Теперь нас осталось лишь двое.
– Давно тебя не видел, – прервал молчание Кейн.
– Угу… Я тоже.
– Неудивительно. Ты же всех гонишь от себя.
– Неправда. – Я поболтал бренди в стакане. – Просто я никого не хочу видеть. Люди мне противны. А это две большие разницы.
– Ага. Но ты не пошел на похороны Ванессы.
– И что с того? – холодно спросил я. – Я сказал ей свое последнее «прости» в тот момент, когда ее мозги брызнули на мой гребаный пиджак. Я попрощался с нею за мгновение до ее смерти, Кейн, этого достаточно.
Я поднес стакан к губам. Обжигающая жидкость успокаивала.
– Мама бы не одобрила.
– Так она и сама мертва. И кто теперь может знать, что бы она сейчас сказала!
– Мне кажется, что ты слишком холоден.
– Я и так всегда слишком холоден. Так что удивляться тут нечему.
Кейн стал разглядывать картины на стене. Картины висели у меня повсюду. Они демонстрировали великолепие природы.
– Как знаешь, друже. – Кейн придвинулся ближе к огню и побарабанил пальцами по своему стакану. – Слезами горю не поможешь…
Я, в общем-то, не очень и плакал.
– Я был готов мстить немедленно, в день смерти нашей сестры. Тебя только вот ждал…
– Есть какие-либо соображения?
Еще бы! Я только о мести и думал. Но я не просто мстил своим врагам. Я должен был унизить их, заставить их страдать, опозорить их на весь божий свет. Свои планы я вынашивал очень бережно. Я выжидал. Я ловил подходящий момент.
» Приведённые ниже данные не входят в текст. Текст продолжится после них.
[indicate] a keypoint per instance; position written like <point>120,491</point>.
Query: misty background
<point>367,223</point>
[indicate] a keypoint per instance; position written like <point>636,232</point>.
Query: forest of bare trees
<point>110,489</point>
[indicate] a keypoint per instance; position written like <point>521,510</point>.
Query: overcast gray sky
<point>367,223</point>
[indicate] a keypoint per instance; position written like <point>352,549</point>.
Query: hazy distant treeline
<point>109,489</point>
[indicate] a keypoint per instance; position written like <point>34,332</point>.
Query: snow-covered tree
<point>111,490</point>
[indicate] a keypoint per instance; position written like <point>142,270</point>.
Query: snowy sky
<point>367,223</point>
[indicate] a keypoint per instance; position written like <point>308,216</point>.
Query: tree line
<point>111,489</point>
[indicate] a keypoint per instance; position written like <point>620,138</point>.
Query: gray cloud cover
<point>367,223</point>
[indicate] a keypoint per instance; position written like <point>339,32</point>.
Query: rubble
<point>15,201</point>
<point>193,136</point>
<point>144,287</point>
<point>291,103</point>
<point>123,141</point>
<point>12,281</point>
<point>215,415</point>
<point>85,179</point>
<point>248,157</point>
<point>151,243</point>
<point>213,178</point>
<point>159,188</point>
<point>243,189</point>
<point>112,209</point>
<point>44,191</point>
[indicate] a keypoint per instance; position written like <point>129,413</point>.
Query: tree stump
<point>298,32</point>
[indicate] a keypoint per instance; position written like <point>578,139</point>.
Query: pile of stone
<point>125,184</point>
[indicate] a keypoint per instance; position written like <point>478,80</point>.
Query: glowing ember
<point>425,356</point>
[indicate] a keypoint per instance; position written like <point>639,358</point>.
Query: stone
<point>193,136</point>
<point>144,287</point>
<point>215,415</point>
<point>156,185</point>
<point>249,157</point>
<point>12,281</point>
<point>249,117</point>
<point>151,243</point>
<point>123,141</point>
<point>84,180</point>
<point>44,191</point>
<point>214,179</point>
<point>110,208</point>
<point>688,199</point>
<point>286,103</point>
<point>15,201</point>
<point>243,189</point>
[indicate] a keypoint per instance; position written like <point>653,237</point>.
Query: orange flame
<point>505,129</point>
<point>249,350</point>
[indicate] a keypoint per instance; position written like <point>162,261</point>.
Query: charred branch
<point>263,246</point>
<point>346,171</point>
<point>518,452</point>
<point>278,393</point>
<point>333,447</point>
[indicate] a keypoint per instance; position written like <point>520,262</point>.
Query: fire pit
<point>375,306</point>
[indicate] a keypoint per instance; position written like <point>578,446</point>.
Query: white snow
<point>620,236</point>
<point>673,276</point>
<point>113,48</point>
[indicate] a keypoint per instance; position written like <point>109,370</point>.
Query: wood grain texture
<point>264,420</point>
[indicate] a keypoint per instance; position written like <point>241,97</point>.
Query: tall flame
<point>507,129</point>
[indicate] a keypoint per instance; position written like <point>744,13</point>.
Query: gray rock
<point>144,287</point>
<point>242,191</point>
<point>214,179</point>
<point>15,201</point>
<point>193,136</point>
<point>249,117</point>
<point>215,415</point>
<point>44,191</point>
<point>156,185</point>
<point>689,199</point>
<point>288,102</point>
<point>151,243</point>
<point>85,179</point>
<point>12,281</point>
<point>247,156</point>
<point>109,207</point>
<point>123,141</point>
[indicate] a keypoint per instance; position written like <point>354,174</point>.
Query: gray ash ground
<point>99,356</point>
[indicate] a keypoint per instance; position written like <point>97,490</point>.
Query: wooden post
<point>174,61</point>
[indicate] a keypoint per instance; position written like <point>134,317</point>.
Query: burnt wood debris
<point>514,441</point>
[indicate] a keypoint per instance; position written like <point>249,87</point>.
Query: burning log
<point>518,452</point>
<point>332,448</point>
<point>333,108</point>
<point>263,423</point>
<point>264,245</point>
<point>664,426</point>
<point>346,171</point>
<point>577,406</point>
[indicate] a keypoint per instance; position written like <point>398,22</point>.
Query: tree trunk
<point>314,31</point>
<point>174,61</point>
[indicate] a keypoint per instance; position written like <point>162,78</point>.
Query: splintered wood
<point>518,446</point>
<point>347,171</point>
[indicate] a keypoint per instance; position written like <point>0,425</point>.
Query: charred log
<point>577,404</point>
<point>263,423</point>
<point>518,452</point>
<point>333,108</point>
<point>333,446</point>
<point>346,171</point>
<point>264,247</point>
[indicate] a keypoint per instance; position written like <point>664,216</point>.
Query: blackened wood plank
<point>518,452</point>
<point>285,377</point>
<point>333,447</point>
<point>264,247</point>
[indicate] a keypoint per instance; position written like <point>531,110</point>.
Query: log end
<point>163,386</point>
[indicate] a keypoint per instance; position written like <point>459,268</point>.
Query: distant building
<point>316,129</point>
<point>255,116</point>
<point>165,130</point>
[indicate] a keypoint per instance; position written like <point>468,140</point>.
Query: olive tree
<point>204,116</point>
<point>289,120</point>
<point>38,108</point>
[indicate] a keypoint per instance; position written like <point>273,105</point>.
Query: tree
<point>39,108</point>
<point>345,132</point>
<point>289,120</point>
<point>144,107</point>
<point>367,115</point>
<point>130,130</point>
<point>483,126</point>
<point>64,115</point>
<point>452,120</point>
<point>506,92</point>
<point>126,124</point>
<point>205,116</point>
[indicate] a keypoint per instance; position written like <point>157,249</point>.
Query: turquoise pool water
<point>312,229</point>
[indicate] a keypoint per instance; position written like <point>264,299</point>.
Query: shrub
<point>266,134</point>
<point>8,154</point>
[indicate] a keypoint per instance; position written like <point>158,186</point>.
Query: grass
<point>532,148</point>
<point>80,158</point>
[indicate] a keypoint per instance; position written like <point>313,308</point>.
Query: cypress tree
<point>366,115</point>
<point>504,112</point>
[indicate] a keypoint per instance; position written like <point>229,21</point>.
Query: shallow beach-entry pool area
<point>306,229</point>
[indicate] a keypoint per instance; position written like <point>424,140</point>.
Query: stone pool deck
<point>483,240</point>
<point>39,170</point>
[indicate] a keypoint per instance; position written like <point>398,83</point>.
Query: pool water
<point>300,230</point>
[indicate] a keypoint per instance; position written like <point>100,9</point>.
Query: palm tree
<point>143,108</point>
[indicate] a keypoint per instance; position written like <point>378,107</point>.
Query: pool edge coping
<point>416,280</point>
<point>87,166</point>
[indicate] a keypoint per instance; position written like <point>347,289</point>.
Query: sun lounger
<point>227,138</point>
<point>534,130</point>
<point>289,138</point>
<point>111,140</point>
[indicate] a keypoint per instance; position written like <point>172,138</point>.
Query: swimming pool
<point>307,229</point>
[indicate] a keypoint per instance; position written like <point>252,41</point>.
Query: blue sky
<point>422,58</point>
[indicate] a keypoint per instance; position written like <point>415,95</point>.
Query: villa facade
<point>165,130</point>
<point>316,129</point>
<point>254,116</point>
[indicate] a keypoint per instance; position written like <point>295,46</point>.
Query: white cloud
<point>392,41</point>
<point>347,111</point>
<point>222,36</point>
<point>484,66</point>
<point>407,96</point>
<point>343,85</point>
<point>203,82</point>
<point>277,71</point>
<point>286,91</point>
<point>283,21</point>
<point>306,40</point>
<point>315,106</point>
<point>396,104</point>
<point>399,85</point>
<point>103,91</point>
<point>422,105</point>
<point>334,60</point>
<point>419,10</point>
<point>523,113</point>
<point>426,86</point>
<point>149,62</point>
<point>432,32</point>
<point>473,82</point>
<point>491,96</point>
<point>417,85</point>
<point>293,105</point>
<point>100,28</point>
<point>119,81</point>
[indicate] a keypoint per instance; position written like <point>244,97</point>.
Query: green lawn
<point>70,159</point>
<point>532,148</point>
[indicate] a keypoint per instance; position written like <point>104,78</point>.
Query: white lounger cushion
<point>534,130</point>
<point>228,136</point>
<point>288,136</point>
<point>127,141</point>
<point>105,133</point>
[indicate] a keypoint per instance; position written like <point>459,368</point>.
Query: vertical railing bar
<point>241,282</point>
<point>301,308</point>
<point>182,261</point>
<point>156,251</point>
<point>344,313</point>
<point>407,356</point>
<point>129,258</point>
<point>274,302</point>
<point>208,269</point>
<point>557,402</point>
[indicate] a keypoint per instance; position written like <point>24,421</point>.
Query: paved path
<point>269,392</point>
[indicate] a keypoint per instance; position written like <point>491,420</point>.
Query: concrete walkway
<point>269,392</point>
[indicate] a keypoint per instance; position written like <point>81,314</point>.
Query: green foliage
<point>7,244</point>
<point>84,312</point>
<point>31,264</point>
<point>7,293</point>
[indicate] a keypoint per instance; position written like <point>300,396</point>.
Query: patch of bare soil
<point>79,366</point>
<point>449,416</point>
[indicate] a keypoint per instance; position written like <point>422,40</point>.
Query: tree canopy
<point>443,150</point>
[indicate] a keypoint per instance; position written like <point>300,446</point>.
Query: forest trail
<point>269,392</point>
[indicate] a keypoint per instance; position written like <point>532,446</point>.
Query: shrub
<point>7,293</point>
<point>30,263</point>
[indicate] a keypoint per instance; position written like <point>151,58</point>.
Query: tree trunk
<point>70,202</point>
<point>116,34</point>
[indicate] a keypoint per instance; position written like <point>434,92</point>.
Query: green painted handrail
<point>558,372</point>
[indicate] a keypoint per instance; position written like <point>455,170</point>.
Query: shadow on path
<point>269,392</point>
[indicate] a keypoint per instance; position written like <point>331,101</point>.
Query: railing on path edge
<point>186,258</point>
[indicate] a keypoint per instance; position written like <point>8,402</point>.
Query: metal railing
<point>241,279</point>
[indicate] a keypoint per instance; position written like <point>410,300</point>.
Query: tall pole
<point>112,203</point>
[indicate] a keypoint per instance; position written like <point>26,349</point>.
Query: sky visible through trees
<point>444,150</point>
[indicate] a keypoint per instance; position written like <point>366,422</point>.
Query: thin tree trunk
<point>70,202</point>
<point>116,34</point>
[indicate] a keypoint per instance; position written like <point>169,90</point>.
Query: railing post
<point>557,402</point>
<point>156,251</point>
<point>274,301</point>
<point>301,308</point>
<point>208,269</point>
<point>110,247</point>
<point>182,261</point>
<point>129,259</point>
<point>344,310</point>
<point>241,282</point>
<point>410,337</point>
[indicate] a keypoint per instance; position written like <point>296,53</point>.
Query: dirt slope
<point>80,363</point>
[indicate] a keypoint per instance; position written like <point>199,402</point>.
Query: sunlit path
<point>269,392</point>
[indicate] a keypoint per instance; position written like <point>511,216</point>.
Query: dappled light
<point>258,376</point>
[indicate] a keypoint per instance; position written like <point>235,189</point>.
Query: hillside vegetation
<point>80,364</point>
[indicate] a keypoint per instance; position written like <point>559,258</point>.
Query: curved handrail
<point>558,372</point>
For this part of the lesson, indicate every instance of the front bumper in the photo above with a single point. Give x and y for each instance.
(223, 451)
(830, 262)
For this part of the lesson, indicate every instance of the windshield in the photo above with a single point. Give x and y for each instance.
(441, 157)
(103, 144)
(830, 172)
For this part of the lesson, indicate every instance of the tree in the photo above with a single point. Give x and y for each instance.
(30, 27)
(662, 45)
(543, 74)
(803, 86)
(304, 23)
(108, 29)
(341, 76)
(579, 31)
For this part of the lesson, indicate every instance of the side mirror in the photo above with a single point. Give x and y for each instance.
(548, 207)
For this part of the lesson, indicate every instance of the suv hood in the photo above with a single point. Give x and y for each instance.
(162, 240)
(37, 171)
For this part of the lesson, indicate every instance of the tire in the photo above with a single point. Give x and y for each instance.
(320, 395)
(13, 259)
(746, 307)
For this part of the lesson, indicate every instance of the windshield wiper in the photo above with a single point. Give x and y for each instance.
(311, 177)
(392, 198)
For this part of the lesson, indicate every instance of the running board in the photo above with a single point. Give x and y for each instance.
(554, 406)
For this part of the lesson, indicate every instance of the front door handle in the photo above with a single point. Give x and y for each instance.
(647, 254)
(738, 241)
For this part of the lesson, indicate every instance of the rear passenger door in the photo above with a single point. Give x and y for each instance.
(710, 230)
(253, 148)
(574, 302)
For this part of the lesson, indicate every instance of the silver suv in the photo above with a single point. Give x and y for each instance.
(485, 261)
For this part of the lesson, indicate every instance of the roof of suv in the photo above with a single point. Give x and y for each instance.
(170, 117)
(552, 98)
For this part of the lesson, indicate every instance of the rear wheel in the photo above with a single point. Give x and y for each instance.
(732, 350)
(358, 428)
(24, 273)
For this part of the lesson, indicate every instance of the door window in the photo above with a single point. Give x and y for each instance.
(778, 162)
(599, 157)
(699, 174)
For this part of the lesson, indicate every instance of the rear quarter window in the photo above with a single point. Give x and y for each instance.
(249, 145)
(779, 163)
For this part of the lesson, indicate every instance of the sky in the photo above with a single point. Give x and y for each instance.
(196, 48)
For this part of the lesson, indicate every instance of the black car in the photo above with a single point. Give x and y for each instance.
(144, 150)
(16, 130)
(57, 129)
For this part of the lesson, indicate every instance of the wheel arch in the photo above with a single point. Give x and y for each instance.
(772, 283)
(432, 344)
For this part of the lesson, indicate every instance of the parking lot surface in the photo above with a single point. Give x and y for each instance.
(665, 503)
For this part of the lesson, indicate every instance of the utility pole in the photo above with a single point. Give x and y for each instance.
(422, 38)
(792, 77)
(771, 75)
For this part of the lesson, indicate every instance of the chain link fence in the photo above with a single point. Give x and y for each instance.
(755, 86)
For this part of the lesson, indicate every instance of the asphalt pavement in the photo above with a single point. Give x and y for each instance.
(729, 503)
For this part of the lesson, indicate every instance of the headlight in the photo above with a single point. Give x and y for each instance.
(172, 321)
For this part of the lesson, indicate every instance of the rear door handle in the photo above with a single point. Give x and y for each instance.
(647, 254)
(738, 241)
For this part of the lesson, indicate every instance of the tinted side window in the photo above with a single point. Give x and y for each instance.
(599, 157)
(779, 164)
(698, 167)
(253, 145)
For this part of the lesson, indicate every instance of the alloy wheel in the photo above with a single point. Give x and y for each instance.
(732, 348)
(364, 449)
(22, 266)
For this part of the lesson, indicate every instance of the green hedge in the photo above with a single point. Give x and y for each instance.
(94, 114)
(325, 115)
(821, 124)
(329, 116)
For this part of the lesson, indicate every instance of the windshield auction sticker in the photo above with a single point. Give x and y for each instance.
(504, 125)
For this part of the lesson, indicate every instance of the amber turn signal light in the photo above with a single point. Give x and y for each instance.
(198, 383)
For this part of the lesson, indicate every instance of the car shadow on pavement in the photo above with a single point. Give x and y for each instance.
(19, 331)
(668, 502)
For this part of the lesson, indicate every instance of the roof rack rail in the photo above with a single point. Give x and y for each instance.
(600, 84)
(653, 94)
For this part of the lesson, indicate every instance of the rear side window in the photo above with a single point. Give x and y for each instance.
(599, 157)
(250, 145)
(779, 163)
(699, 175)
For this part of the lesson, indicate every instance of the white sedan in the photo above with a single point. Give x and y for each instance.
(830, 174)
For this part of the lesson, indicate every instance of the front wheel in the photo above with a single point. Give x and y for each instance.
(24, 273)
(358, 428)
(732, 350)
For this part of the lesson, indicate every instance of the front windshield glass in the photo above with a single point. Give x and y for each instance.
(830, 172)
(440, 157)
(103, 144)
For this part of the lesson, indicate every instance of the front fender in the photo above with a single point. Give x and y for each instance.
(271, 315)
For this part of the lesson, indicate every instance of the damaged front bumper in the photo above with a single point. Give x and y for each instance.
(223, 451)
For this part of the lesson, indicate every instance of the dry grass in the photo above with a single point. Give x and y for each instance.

– Я поступлю с ним точно так же, как он поступил с нами.
– В смысле? Можно поточнее?
– Возьму того, кто ему дорог, и убью к дьяволу! Пускай он не сможет спать, зная, что его человек в наших руках! Что его связывают, бьют до беспамятства, е*ут во все дыры. И вот когда он подумает, что уже все позади, мы спустим курок.
– Звучит впечатляюще. Но есть одна проблема.
Я прекрасно понимал, какая это проблема.
– У него же никого нет. Ни семьи, ни друзей, ни жены, ни детей.
– У каждого человека есть кто-то, кто ему дорог.
(Даже у меня был такой человек.)
– Да он же полный чурбан! Если что-то и любит, так только власть.
– Ничего. Подождем.
– И сколько прикажешь ждать?
Да хоть всю оставшуюся нам жизнь. Месть – это забег на длинную дистанцию. Спринтерам здесь делать нечего. Месть требует терпения. Нечеловеческого терпения. Месть требует, чтобы ее исполнили в совершенстве.
– Будем ждать столько, сколько потребуется.